Bilge et Collins offrent en cas de figure l’émergence du hip-hop des jeunes Afro-Américains comme exemple de l’interaction entre l’intersectionnalité et l’identité. Autant l’intersectionnalité que le hip-hop refusent la vision de l’identité qui met en opposition sa dimension individuelle et collective. La conscience collective politique émerge justement lorsque les individus font le lien entre leur condition personnelle et des forces politiques et sociales plus grandes qui opèrent sur eux. Loin de s’en cacher, le recours à l’identité devient pour le hip-hop un outil de critique sociale et de contestation politique.
Il est possible de faire un lien fort intéressant avec le travail au Québec de plusieurs d’entre nous, féministes musulmanes. Parmi les slogans les plus populaires avancés en Occident au sujet des femmes musulmanes est celui de la nécessité pour elles de s’émanciper de l’emprise de leur communauté. Plusieurs d’entre nous n’ont de cesse de dénoncer la nature extrêmement sexiste du racisme auquel font face nos communautés. Ainsi, nous refusons de servir de levier pour justifier les discriminations qui sévissent contre les garçons et les hommes musulmans qui vivent au Québec et nous reconnaissons qu’une telle démarche n’a pas comme priorité notre émancipation. Par ailleurs, il est impossible pour nous de transformer notre condition sans reconnaître d’abord comment la catégorie « femme musulmane » a été construite au Québec à l’intersection entre les systèmes de race, de classe, de genre et de sexualité. Donc, comme pour le hip-hop, le refus pour moi, féministe musulmane, de choisir entre qui je suis en tant qu’individu et comment je me définis comme membre d’une communauté n’est pas seulement une réalité politique inévitable, mais aussi un choix politique émancipateur.
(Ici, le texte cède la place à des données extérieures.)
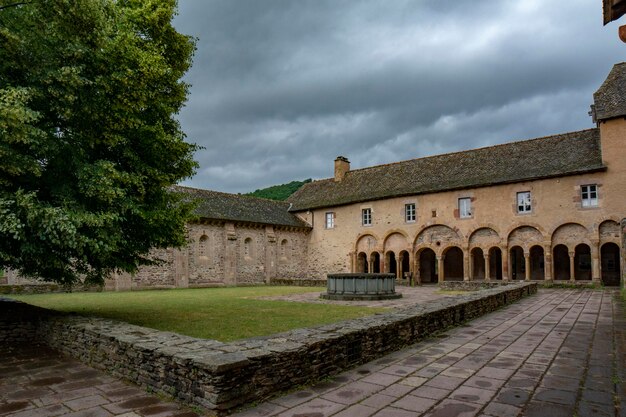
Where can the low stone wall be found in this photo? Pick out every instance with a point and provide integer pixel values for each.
(299, 282)
(223, 376)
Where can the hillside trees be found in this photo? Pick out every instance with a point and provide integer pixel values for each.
(89, 143)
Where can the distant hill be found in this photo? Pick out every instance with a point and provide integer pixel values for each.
(279, 192)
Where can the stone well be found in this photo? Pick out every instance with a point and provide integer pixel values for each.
(360, 286)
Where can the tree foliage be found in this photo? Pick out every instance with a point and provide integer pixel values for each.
(279, 192)
(89, 142)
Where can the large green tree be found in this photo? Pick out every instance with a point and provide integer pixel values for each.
(89, 142)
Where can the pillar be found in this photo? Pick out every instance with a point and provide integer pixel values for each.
(527, 266)
(487, 267)
(440, 276)
(572, 270)
(505, 263)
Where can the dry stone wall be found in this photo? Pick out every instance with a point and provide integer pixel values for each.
(224, 376)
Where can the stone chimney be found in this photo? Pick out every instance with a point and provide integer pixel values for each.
(342, 166)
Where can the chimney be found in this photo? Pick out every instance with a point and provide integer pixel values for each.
(342, 166)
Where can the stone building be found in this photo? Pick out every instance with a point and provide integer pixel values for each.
(552, 208)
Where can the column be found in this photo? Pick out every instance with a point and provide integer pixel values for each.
(466, 262)
(505, 263)
(596, 275)
(440, 260)
(547, 262)
(527, 266)
(572, 270)
(487, 266)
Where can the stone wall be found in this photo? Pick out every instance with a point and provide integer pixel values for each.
(223, 253)
(224, 376)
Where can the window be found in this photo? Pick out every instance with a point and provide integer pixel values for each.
(409, 212)
(465, 208)
(589, 195)
(523, 202)
(330, 220)
(366, 217)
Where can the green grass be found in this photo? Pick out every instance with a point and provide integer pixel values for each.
(223, 314)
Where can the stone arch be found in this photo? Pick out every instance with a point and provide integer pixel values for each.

Intersectionality est un outil important pour le travail concret d’activisme et d’enseignement. J’enseigne les humanités au Collège Vanier et Intersectionality confirme pour moi l’importance de maintenir une approche qui prend en compte les expériences des étudiantes. Encourager les jeunes à imaginer un modèle de réussite sociale qui s’articule à l’intersection de toutes les complexités qui caractérisent leurs vies plutôt que de leur demander d’en faire fi, voilà un enseignement au potentiel émancipateur énorme.